# Another 5G low tech betta tank :)



## tlriot (May 10, 2014)

This looks amazing so far! That driftwood is super nice. Once that flame moss grows in it will have a lovely tree effect. I agree in more plants in the back left corner. It's going to grow in nicely.

Sent from my SM-G900V using Tapatalk


----------



## wakka987 (Nov 3, 2016)

tlriot said:


> This looks amazing so far! That driftwood is super nice. Once that flame moss grows in it will have a lovely tree effect. I agree in more plants in the back left corner. It's going to grow in nicely.
> 
> Sent from my SM-G900V using Tapatalk


Thank you! :grin2: It's actually two different pieces pushed together. I ended up smashing some of my anubias as I was trying to fit them in.


----------



## tlriot (May 10, 2014)

wakka987 said:


> Thank you! :grin2: It's actually two different pieces pushed together. I ended up smashing some of my anubias as I was trying to fit them in.
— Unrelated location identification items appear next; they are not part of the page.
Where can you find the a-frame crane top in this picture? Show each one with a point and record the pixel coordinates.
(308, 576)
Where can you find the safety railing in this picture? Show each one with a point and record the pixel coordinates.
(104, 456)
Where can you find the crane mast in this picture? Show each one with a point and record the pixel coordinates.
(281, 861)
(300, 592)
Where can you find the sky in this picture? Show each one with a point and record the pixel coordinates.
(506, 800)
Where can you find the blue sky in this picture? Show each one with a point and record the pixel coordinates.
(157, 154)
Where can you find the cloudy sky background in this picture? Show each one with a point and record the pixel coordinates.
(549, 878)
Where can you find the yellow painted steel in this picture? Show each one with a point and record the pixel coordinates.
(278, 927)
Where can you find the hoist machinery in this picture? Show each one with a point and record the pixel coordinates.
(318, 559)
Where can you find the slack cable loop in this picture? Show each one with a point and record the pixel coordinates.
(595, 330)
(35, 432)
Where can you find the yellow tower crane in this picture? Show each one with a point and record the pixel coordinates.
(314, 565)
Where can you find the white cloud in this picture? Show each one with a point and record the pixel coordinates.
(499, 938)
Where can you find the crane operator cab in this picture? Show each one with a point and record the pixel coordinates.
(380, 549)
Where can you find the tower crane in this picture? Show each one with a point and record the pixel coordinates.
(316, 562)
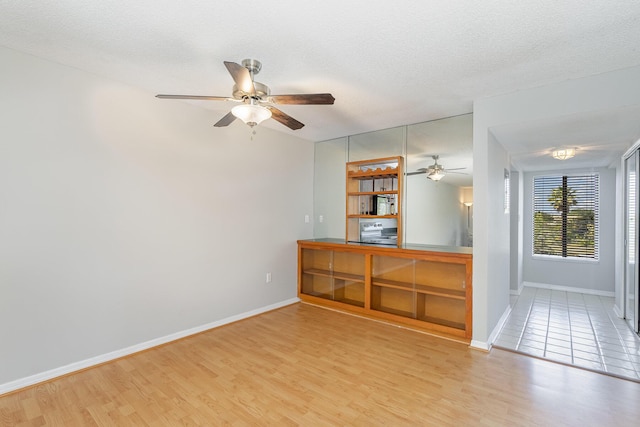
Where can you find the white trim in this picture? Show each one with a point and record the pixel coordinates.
(486, 346)
(107, 357)
(479, 345)
(518, 291)
(570, 289)
(617, 311)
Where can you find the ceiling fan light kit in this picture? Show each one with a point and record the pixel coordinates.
(436, 171)
(563, 154)
(251, 114)
(257, 103)
(436, 175)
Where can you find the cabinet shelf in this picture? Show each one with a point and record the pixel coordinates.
(371, 193)
(335, 274)
(421, 289)
(443, 322)
(374, 173)
(374, 192)
(371, 216)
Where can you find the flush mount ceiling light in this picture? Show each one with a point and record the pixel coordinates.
(252, 114)
(563, 154)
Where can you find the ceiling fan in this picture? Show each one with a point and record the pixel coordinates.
(255, 102)
(436, 171)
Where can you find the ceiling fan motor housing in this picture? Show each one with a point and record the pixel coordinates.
(262, 91)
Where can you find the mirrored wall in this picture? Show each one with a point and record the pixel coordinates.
(435, 212)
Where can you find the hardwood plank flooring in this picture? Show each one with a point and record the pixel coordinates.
(304, 365)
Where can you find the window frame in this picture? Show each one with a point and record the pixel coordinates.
(560, 257)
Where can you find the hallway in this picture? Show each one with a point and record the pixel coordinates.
(571, 328)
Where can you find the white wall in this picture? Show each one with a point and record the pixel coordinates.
(330, 191)
(124, 218)
(600, 92)
(586, 275)
(516, 232)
I'm sure your anubias will recover. If the rhyzome is intact, it will grow new leaves. They are really tough little plants.


----------



## agfish12 (Dec 2, 2015)

Here is my low tech 5g Betta 










Sent from my iPhone using Tapatalk


----------



## wakka987 (Nov 3, 2016)

agfish12 said:


> Here is my low tech 5g Betta
> 
> 
> 
> ...


Pretty betta!


----------



## wakka987 (Nov 3, 2016)

Day 3
Ammonia was reading 4ppm, so I did a water change. Some leaves on my crypt parvas seem to be melting . An anubias got detached from the driftwood, was a pain to reattach it. Water is cloudy again since I was fiddling around with things, maybe a little too much.


----------



## tlriot (May 10, 2014)

wakka987 said:


> Day 3
> Ammonia was reading 4ppm, so I did a water change. Some leaves on my crypt parvas seem to be melting . An anubias got detached from the driftwood, was a pain to reattach it. Water is cloudy again since I was fiddling around with things, maybe a little too much.


Crypt melt is normal and nothing to worry about. They will recover.

Keep up doing daily water changes for a full week, then switch to every other day for a week.

Sent from my SM-G900V using Tapatalk


----------



## wakka987 (Nov 3, 2016)

tlriot said:


> Crypt melt is normal and nothing to worry about. They will recover.
> 
> Keep up doing daily water changes for a full week, then switch to every other day for a week.
> 
> Sent from my SM-G900V using Tapatalk


Will do. I'm just afraid they'll all melt and I'll have a barren tank for a while:crying:. I noticed some of the roots were a little squishy when I did a bit of moving around, is that ok too?


----------



## tlriot (May 10, 2014)

wakka987 said:


> Will do. I'm just afraid they'll all melt and I'll have a barren tank for a while:crying:. I noticed some of the roots were a little squishy when I did a bit of moving around, is that ok too?


I mangled up crypts really bad while planting amd they are recovering. So long as there is some viable root system they seem to come back. I've had crypts in the past that dropped every single leaf and within a week were looking like plants again.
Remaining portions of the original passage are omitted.